Monitoring of Minimal Residual Disease in NPM1 Mutated Acute Myeloid Leukemia (AML): Results of the AML Study Group (AMLSG)

Background: Mutations in the nucleophosmin 1 (NPM1) gene represent the most frequent gene mutations in acute myeloid leukemia (AML), with highest frequency (50–60%) in cytogenetic normal (CN)-AML and these mutations can be used as molecular markers for monitoring of minimal residual disease (MRD).

Aims: To examine the applicability and sensitivity of DNA- and RNA-based real-time quantitative polymerase chain reaction (RQ-PCR) assays and to evaluate whether MRD levels are of prognostic relevance in younger (16 to 60 years) patients (pts) with AML harboring NPM1 mutations (NPM1^mut ) type A, B or D.

Methods: All pts were treated within the AMLSG 07-04 treatment trial including double induction therapy with ICE (idarubicin, cytarabine, etoposide) followed by three courses of high-dose cytarabine or allogeneic stem cell transplantation from matched related donors as consolidation therapy. Levels of NPM1^mut expression ratios, defined as NPM1^mut copies/ 10⁴abl copies, were determined by RQ-PCR using TaqMan technology. DNA- and RNA-based RQ-PCR assays were used in parallel.

Results: A total of 537 samples [bone marrow (BM) n=463, peripheral blood (PB) n=74] from 88 pts have been analyzed (mean number of samples per patient, n=6;, range, 1–16) at diagnosis (BM, n=75; PB, n=12), after induction therapy (BM, n=190; PB, n=28), during consolidation (BM, n=115; PB, n=16) and during follow-up (BM, n=83; PB n=18). Sensitivity was 10⁻⁶ for the RNA- and 10⁻⁴ for the DNA-based assays. Both assays were highly specific as no wildtype (wt) NPM1 could be detected. The lower sensitivity of the DNA-based assay was demonstrated by the finding that the DNA-based RQ-PCR became negative in 102 samples while RNA-based RQ-PCR still showed NPM1^mut expression in 68 of these samples (range 2.1–11018.1). In addition, comparison of 63 paired (BM and PB) samples revealed a median 6.8 times higher NPM1^mut expression in BM with 13 of 15 samples being negative in PB but positive in BM. Based on these results we subsequently performed RNA-based RQ-PCR analysis in BM samples.
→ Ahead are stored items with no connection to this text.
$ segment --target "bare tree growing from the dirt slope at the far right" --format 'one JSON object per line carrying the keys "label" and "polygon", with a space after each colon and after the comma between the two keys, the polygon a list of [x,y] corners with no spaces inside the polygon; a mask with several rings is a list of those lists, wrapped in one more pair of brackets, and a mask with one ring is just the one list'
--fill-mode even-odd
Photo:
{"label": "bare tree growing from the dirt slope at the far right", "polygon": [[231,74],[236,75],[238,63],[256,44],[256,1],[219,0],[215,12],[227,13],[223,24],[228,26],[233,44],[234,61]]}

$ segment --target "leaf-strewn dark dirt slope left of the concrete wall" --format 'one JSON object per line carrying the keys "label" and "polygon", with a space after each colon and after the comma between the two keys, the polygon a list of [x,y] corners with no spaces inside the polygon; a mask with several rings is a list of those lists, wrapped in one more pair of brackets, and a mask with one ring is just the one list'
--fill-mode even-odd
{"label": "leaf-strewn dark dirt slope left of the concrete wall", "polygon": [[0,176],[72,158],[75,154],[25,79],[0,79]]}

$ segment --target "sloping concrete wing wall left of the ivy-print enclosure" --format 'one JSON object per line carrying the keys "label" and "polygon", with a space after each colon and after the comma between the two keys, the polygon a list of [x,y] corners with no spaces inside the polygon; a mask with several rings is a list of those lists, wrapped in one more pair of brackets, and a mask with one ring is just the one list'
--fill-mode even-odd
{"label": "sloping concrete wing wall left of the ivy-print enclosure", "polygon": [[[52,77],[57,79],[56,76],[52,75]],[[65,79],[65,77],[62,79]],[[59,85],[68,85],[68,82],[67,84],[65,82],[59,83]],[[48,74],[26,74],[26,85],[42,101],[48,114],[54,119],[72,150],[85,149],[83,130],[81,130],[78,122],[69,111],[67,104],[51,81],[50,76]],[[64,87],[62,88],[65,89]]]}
NPM1^mut expression ratios at diagnosis varied between 1.1 × 10⁴ and 6.4 × 10⁶ with a median of 5.6 × 10⁵. Pretreatment transcript levels were not associated with clinical characteristics (e.g., age, WBC counts, BM blasts) and did not impact on relapse-free (RFS) and overall survival (OS). The median decrease of the MRD level ratio after first and second induction therapy normalized to pretreatment levels was 2.24 log₁₀ (−8.57–1.88 log₁₀) and 3.9 log₁₀ (−8.58–0.67 log₁₀), respectively. There was no difference in FLT3-ITD positive and negative pts (p=0.72 and p=0.20, respectively). During consolidation therapy NPM1^mut expression levels in the FLT3-ITD negative pts further decreased after each cycle and were significantly lower compared to FLT3-ITD positive patients (p=0.00008, p=0.05, p=0.003). Of note, FLT3-ITD positive pts had rebounding MRD levels during consolidation therapy in comparison to levels achieved after induction therapy. Achievement of RQ-PCR-negativity in at least 1 BM sample (n=20) during consolidation therapy was associated with superior RFS (p=0.004) of 76.8% (95% CI 13%–61%) after 2 years compared to 29.0% (95% CI 59%–100%) for pts with persistent RQ-PCR positivity (n=37). For this analysis pts with allogeneic transplantation were excluded.

Different courses of MRD were identified in 31 relapsed pts. In 19 patients increasing (range 1.0–322.3) or constantly high MRD levels 28 to 518 days (median 66) before occurrence of clinical relapse were detected. For the remaining pts, molecular relapse was not detectable due to loss of the NPM1^mut clone in relapse material (n=3), a decrease in MRD levels 71 to 90 days before relapse (n=3) or the lack of samples within 3 months before relapse (n=6).

Conclusions:NPM1 mutations are a sensitive marker for MRD monitoring in AML, in particular when RNA-based RQ-PCR assays on BM samples are used. Achievement of MRD negativity appears to predict favorable clinical outcome.